Bu konunun devamında ise, “devletin gelişip büyüdükçe kuruluş döneminde uyguladığı vergi politikasının aksi bir durum söz konusu olacaktır” der. Bedevi topluma ait yaşayış tarzının zamanla özelliklerini yitirmeye başlaması, devleti idare edenlerin lükslerinin ve ihtiyaçlarının artışına bağlı olarak lüks tüketim mallarına olan taleplerinin artması devletin giderlerini artıracak, sonucunda da üreticilere yüksek oranlı vergi tarifelerinin uygulanmasına neden olacaktır. İbn-i Haldun bunun bir kısır döngü halini almasını şöyle açıklar: “Ödeme gücünü kaybeden tebaanın üretimden el çekmesi ile vergi mükellefleri de azalacaktır ki bu da devletin gelirlerinin azalması demektir. Ancak devletin gelirlerinin giderlerini karşılayamaması sonucu, devlet yöneticilerinin vergileri bir kez daha artırmasına yol açar. Sonucunda vergi miktarları çok yüksek bir hal alır. Böylece toplam vergi gelirlerinin artırılması düşüncesi ile vergi oranlarının artırılması, ülkenin kalkınması için halkın üretime katılmaya isteksiz bir hale gelmesi sonucunu doğurur ki, bu durum ülkenin ekonomik istikrarını etkileyerek, umranın gerilemesine yol açacaktır.” Bu durum İbn-i Haldun’un vergiye bakışını siyasi ve sosyal olaylarla da bakışını ortaya koyar. 

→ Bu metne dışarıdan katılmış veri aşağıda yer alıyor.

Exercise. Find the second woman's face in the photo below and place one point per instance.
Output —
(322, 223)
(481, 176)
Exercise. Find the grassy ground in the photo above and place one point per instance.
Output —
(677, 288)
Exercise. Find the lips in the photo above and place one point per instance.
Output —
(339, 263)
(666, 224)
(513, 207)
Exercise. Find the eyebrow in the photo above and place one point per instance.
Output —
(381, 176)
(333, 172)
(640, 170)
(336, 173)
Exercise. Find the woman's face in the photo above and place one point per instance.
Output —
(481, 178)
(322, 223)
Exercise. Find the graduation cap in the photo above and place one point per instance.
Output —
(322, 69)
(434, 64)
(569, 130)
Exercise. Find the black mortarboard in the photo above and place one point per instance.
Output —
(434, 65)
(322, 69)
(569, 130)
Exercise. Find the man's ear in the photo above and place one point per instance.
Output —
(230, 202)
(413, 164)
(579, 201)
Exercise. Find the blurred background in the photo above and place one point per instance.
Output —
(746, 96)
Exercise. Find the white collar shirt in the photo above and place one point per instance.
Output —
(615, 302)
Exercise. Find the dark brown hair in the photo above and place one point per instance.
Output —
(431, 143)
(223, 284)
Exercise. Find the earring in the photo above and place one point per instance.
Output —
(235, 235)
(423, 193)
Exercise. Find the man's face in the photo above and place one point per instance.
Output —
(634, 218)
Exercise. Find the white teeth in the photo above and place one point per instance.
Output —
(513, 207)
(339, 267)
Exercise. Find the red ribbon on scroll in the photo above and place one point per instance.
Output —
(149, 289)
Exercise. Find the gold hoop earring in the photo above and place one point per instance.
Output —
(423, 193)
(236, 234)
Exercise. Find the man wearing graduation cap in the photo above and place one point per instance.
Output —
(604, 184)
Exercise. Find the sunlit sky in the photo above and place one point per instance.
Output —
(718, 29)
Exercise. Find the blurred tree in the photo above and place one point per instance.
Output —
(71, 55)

Mukaddimede “Devletin Ticaretle Meşgul Olması Halka Zarar Verir ve Gelirlerini Düşürür” Faslında “Devlet hayvancılık ve ziraat yapar, elde ettiği ürünlerin satışıyla piyasaya girer ve böyle yapmakla da vergileri ve gelirleri arttırdığını düşünür. Oysa devletin böyle bir şeye başvurması çok büyük bir yanlış ve pek çok açıdan halkın zarar etmesine sebep olmaktadır” der. Devamında da “her şeyden önce çiftçilerin ve tacirlerin hayvanlarının ve ticari mallarının alım satımı konusunda sıkıştırılmalarının onları zor durumda bırakacağına dair açıklamalar getirir.”  

İbn-i Haldun Mukaddimesinde devleti yönetenlerin iktisadi hayata doğrudan müdahalede bulunarak ticari iş ve işlemlerde yer almasını bir nebze kar amacı olan bir müessese haline gelmesinin siyaseten üst konumda olmasından dolayı haksız rekabet oluşturacağını ileri sürmektedir. 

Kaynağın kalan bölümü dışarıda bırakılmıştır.